Khi toi 20 (Quand j'ai 20 ans) aurait pu être le premier court métrage vietnamien en compétition à la Mostra de Venise. Si Hanoï ne l'avait pas jugé trop «cru», et censuré.

Le film, du réalisateur Phan Dang Di, 32 ans, raconte une histoire d'amour un peu particulière dans le Vietnam moderne. Celle d'un jeune couple dont la femme se prostitue, au su de son compagnon, pour vivre et faire vivre sa grand-mère.

«L'image véhiculée par la fille, son mode de vie, ses activités vont à l'encontre des coutumes, des traditions et du mode de vie vietnamiens», explique Le Ngoc Minh, directeur général adjoint du Département du cinéma du Vietnam, pour justifier l'interdiction.

Le court métrage, réalisé il y a plus de deux ans, avait déjà été censuré par les autorités vietnamiennes à l'époque. Reconnaissant la valeur technique de l'oeuvre, le régime communiste avait autorisé sa diffusion dans les milieux professionnels et étudiants, pas sa sortie en salle.

Mais lors du dernier festival de Cannes, où Phan Dang Di est allé chercher des financements pour un projet de long métrage, un membre du comité de sélection de celui de Venise l'a repéré.

Le réalisateur, prêt à couper quelques scènes pour être projeté dans la section Corto Cortissimo de la Mostra, a retenté sa chance. En vain.

Les coupures proposées raccourcissaient «quelques scènes de sexe», reconnaît Le Ngoc Minh. Mais impossible de revenir sur l'interdiction car, tranche-t-il, «le contenu principal du film n'a pas changé».

Phan Dang Di, lui, a du mal à comprendre la décision.

«Il y a des scènes d'autres films vietnamiens qui sont plus crues» que les siennes, estime-t-il. «Pour moi, le film ne pose pas de problème politique, religieux, ne s'oppose pas au gouvernement. C'est juste une histoire d'amour un peu triste, une pensée personnelle».

Le réalisateur comprend que certains, surtout parmi les plus âgés, puissent être «allergiques» à son travail.

Mais au sein de la jeune génération de cinéastes, «il y a une tendance à exprimer des choses personnelles, la vie telle qu'on la voit de nos propres yeux, les choses vues et senties», souligne-t-il.
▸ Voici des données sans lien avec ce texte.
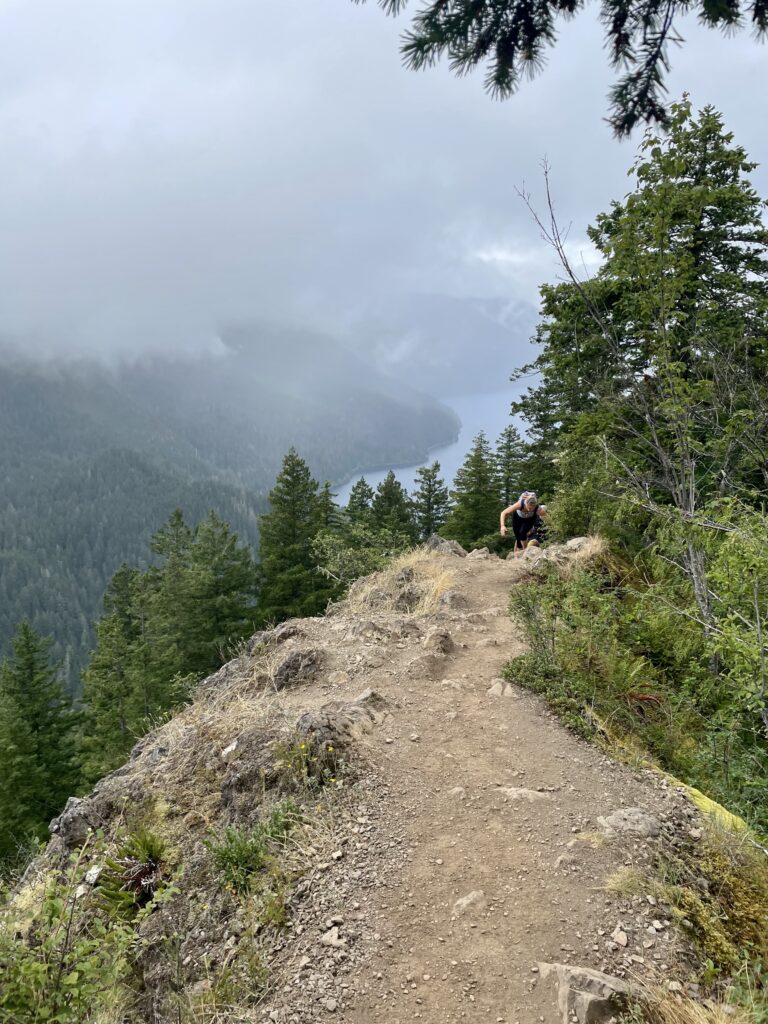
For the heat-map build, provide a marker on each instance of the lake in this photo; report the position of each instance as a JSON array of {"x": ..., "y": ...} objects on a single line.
[{"x": 488, "y": 412}]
Et «le public aime de plus en plus voir des choses de plus en plus personnelles, intimes, délicates, avec plus de profondeur».

Loin des scènes «grossières» que la censure dénonce dans Khi toi 20, le réalisateur franco-vietnamien Tran Anh Hung, auteur de Cyclo, L'odeur de la papaye verte ou encore À la verticale de l'été, y voit lui une «grande sensualité».

«Il y a un charme incroyable dans les personnages et la façon de filmer», estime-t-il. Tran Anh Hung, qui vit en France, donne depuis quelques années des cours dans son Vietnam natal et a aidé le jeune réalisateur à travailler son scénario.

«Interdire de montrer Quand j'ai 20 ans de Phan Dang Di à Venise, c'est extrêmement dommageable pour l'auteur et le cinéma vietnamien», juge-t-il. «Ce n'est pas tous les jours qu'un film vietnamien est sélectionné en sélection officielle à Venise, dans l'un des plus grands festivals du monde».

À Cannes en 1993, Tran Anh Hung avait décroché la Caméra d'Or, décernée pour des premiers films, avec L'odeur de la papaye verte. Deux ans plus tard, il recevait un Lion d'Or à Venise pour Cyclo, un long métrage lui-même fustigé par Hanoï.

Mais les productions 100 % vietnamiennes sont encore très rares dans les festivals internationaux.

Phan Dang Di affirme qu'il respectera la décision de ses censeurs et ne fera pas le voyage en Italie pour la 65e édition de la Mostra qui s'est ouverte mercredi. Mais si le film était à refaire, assure-t-il, il «le referait de la même façon».